Most memorable trip:
I guess it’s the one I just went to—Osaka, in Japan. I went to have a lot of good food. I walked into this ramen restaurant which we knew nothing about, but it turned out really good, so we figured that everything in Japan is always better! (laughs) We also went to this shrine in Kyoto, and we expected to take some good shots, but we didn’t do our homework properly and it actually gets dark around 5PM, so we kind of wasted one place of interest. So one thing I’ve learnt is always do your homework before you go on a trip, don’t be too YOLO and leave it to fate, because fate can screw you up.
Do you have any advice for people who’ve just started working?
It’s not always easy in the beginning, but if you have something that you’re passionate about, then you should probably hang on to it and strive on, because good things will happen. Sometimes it’s about chances, and I feel that chances are always for people who are well prepared.
Do you have a role model in life?
My mum, because she’s my Wonder Woman. I don’t understand how she managed to climb up the corporate ladder and juggle family matters at home—she’s like a double agent. My sister used to work with her and she told me stories about how our mother was very fierce at work. When she’s at home she’s totally different—she jokes around, and tells us about all the things that happened to her. I wish to be like her; she started out with no education background, and now she’s actually quite a senior management personnel in her company. I’m happy for her and quite proud of her achievements.
If you were to address the whole world as your audience, what would you say?
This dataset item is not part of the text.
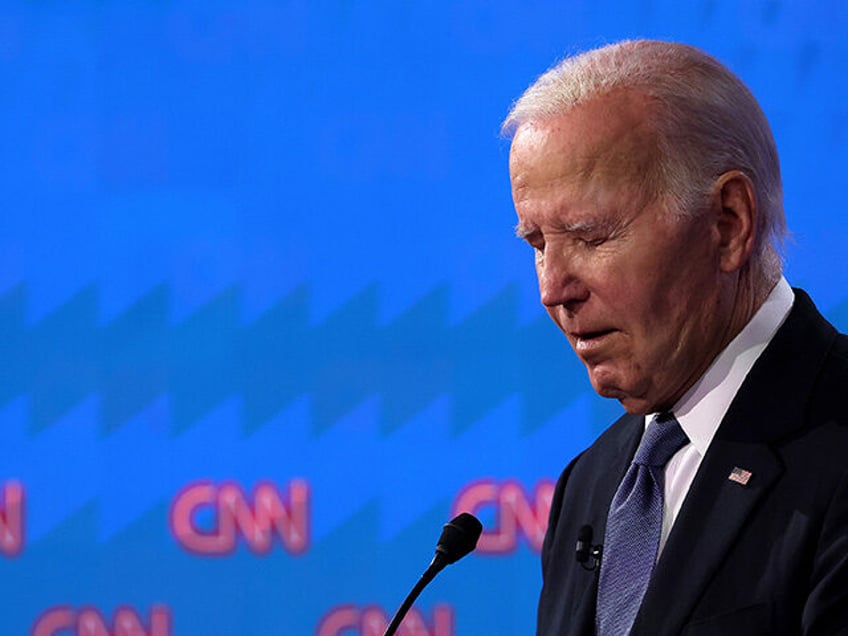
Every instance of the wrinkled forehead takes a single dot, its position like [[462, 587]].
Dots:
[[612, 138]]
I’d probably introduce myself, and tell them about the misconceptions about Singapore. Tiny red dot right? But there’re a lot of possibilities in this tiny red dot, you just have to dig deeper for it. I’d probably tell them about the design industry—it really sucks when you just start off, but a little goes a long way. You have to be patient to reap your returns. I’ll end off by telling people to travel more, because it’s just a tiny red dot, even with the endless possibilities, and it’s always better to widen your horizon with different cultures and people that you meet along the way.